At the end of the term, when all acquisition payments have been made and the finance has been settled, ownership of the property transfers fully to the customer.
The Help to Buy HPP guarantee scheme will enable banks to purchase a guarantee for their Home Purchase Plans where the consumer has a deposit of between 5% and 20%. The guarantee will compensate the bank for a portion of net losses suffered in the event of default. This will reduce their risk of offering home finance to consumers with a low deposit.
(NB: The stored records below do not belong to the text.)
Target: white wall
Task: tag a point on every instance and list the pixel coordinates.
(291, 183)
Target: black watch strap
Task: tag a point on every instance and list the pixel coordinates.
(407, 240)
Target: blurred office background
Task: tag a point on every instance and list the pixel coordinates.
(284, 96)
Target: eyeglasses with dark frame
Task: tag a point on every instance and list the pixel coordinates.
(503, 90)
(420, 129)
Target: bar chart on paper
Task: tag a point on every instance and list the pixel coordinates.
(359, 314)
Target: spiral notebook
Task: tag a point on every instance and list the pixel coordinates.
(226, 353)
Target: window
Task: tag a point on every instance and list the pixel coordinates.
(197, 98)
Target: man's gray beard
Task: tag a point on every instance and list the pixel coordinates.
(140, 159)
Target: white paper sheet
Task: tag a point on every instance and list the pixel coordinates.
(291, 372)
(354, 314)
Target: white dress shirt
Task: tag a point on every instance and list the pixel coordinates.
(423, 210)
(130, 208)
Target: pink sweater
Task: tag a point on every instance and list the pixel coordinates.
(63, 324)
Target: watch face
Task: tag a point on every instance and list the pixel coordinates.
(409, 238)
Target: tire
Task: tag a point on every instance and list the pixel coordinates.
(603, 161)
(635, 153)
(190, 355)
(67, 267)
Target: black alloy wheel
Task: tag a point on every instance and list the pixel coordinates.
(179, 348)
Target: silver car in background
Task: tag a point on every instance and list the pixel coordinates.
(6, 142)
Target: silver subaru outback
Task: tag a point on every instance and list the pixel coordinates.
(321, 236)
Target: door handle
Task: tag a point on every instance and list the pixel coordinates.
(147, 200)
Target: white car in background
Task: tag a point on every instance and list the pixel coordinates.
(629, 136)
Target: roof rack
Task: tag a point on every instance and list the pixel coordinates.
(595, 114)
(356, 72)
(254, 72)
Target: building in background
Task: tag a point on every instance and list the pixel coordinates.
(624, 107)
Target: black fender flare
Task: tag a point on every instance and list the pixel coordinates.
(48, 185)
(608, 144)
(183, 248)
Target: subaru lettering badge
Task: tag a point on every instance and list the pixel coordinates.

Samir Alamad, head of Shariah compliance & product development, said: “By adapting the original mortgage guarantee scheme, HPP providers and customers can benefit from the same Government support that mortgage lenders and borrowers have enjoyed. It has introduced a level playing field for Islamic banks and consumers alike, and IBB is delighted to have been working closely with the Government to pioneer this exciting development.”
The Financial Secretary to the Treasury, Sajid Javid, said: “I am delighted Home Purchase Plans will now be available under the Help to Buy scheme. This gives even more choice to hardworking families across the UK trying to fulfil their home owning aspirations.”
IBB estimates that there are about a million UK Muslims adults with a need for its savings and home finance products, who are also inclined towards Shariah-compliant finance.
The 2011 Census of England & Wales which identified that the UK is now home to 2.7m Muslims, up from 1.5m in 2001. It is the UK’s second highest religion behind Christianity and ‘no religion’.
Islamic finance operates without the main instruments of the conventional finance sector, including interest and speculative products.